Best Practices and Common Pitfalls

Best Practices

✅ Keep hierarchies shallow

// ✅ Good: 2-3 levels
class Entity {}
class User extends Entity {}
class AdminUser extends User {}
 
// ❌ Bad: Deep hierarchy
class Thing {}
class Item extends Thing {}
class Product extends Item {}
class PhysicalProduct extends Product {}
class ShippableProduct extends PhysicalProduct {}
// Too deep!

✅ Make base classes abstract when they shouldn't be instantiated

// ✅ Good
abstract class Shape {
  abstract getArea(): number;
}
 
// ❌ Bad
class ShapeBad {
  getArea(): number {
    return 0; // Nonsensical
  }
}

✅ Use protected for internal inheritance contracts

class Base {
  // Protected: subclasses can access
  protected helperMethod(): void {
    /* ... */
  }
 
  // Public: external API
  public doSomething(): void {
    this.helperMethod();
  }
}

✅ Document overridable methods

class Base {
  /**
   * Process data. Override this to customize processing logic.
   * Always call super.process() to maintain parent behavior.
   */
  protected process(data: string): string {
    return data.trim();
  }
}

Common Pitfalls

❌ Forgetting to call super() in constructors

class Parent {
  constructor(public name: string) {}
}
 
class Child extends Parent {
  constructor(name: string) {
    // super(name); // Forgot this!
    // Error: 'this' is not defined
  }
}

❌ Breaking Liskov Substitution Principle

class Rectangle {
  constructor(
    public width: number,
    public height: number
  ) {}
 
  setWidth(w: number): void {
    this.width = w;
  }
 
  setHeight(h: number): void {
    this.height = h;
  }
 
  getArea(): number {
    return this.width * this.height;
  }
}
 
// ❌ Bad: Square violates rectangle's contract
class Square extends Rectangle {
  setWidth(w: number): void {
    this.width = w;
    this.height = w; // Side effect!
  }
 
  setHeight(h: number): void {
    this.width = h; // Side effect!
    this.height = h;
  }
}
 
function testRectangle(rect: Rectangle) {
  rect.setWidth(5);
  rect.setHeight(10);
  console.log(rect.getArea()); // Expects 50
}
 
testRectangle(new Rectangle(0, 0)); // 50 ✅
testRectangle(new Square(0, 0)); // 100 ❌ - Broken!

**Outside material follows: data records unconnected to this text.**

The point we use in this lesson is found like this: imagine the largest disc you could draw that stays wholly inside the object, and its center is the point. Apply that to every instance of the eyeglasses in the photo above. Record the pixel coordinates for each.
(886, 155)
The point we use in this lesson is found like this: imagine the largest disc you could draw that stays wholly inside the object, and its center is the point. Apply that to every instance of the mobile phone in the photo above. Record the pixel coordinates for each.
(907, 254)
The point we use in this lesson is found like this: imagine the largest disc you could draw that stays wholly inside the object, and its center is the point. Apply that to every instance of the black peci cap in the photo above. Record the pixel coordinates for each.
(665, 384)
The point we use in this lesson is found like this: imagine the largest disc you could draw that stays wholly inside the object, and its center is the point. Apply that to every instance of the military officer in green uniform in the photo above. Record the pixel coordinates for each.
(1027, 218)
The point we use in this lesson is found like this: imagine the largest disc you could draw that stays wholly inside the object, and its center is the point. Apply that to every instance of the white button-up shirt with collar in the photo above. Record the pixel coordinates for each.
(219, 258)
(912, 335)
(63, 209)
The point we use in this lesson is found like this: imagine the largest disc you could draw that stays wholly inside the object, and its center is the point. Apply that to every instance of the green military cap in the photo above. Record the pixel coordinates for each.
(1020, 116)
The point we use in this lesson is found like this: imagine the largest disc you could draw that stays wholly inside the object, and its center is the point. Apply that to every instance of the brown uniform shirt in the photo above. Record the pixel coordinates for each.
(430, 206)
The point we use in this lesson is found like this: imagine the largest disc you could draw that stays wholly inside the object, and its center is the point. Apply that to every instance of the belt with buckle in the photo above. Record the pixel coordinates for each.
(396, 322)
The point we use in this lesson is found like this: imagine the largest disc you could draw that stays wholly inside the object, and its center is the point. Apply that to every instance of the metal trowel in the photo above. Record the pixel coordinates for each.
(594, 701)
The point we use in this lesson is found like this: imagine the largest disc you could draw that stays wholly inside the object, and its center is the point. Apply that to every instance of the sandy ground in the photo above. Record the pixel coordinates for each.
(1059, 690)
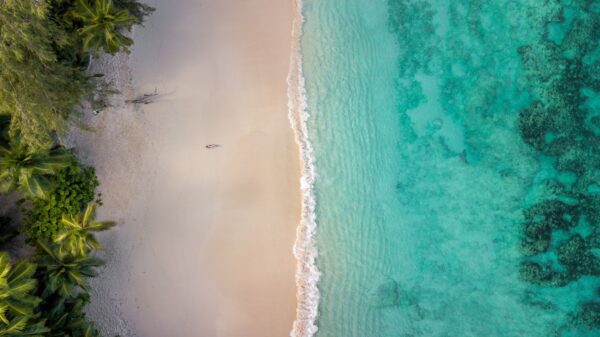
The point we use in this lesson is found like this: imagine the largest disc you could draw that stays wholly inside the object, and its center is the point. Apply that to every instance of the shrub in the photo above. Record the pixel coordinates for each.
(75, 190)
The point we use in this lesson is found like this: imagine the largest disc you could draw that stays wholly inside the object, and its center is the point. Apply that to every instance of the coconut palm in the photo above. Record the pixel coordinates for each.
(78, 238)
(63, 273)
(103, 25)
(17, 304)
(27, 170)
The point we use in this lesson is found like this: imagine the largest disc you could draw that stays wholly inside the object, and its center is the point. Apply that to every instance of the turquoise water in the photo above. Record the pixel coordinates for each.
(457, 152)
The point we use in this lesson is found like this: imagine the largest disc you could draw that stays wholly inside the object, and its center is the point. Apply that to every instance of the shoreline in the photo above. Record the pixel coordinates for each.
(204, 238)
(305, 250)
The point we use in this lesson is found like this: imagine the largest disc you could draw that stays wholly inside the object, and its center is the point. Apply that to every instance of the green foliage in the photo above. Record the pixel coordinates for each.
(38, 90)
(17, 302)
(103, 25)
(7, 232)
(75, 187)
(27, 171)
(63, 273)
(78, 237)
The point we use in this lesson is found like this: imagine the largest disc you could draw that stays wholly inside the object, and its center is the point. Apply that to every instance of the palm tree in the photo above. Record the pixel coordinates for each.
(103, 24)
(78, 238)
(27, 170)
(65, 274)
(17, 304)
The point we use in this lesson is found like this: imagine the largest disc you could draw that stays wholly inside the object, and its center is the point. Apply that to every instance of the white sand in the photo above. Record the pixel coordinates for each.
(204, 245)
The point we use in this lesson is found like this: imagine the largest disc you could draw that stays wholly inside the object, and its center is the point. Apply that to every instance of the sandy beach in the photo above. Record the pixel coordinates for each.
(205, 236)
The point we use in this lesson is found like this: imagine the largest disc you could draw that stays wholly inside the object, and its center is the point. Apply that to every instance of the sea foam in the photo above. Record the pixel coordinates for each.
(305, 251)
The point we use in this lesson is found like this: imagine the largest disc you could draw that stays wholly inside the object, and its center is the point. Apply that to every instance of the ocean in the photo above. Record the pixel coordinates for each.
(452, 168)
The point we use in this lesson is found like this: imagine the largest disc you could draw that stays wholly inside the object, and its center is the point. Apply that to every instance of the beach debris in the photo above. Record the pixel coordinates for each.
(144, 99)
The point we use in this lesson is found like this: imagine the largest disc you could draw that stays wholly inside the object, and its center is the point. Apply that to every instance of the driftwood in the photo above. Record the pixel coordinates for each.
(144, 99)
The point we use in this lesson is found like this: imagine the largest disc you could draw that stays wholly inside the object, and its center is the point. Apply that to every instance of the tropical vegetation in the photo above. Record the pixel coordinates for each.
(46, 47)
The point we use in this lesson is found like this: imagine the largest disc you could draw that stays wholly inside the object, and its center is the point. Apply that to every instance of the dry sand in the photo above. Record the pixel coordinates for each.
(205, 236)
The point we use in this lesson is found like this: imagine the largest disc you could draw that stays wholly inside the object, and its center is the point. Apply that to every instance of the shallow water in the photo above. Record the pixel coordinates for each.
(456, 146)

❌ Overriding without understanding parent behavior

class Base {
  important(): void {
    this.step1();
    this.step2();
    this.step3();
  }
 
  protected step1(): void {
    /* critical setup */
  }
  protected step2(): void {
    /* operation */
  }
  protected step3(): void {
    /* cleanup */
  }
}
 
class Derived extends Base {
  // ❌ Bad: Skips critical steps
  important(): void {
    this.step2(); // Only does step2, skips setup and cleanup!
  }
}

Liskov Substitution Principle

Subclasses should be substitutable for their parent classes without breaking functionality. If code that works with the parent breaks with the child, your inheritance design is flawed. Use composition or rethink your hierarchy.

What's Next

You now understand class inheritance and the super keyword. In the next posts, you'll learn:

  • Implementing interfaces in classes
  • Parameter properties shorthand
  • Mixins for multiple inheritance patterns
  • Decorators for class metadata

Key Takeaways

Class inheritance gives you:

✅ Code reuse - share functionality across related classes ✅ Specialization - create specific versions of general concepts ✅ Polymorphism - treat different classes through common interfaces ✅ Constructor chaining - build complex initialization sequences ✅ Method overriding - customize behavior while preserving structure ✅ Protected access - share internals within hierarchies

Use inheritance for true "is-a" relationships. Keep hierarchies shallow. Always call super() in constructors before using this. Use super.method() to enhance rather than replace parent behavior. And remember: favor composition over inheritance when you don't have a clear "is-a" relationship.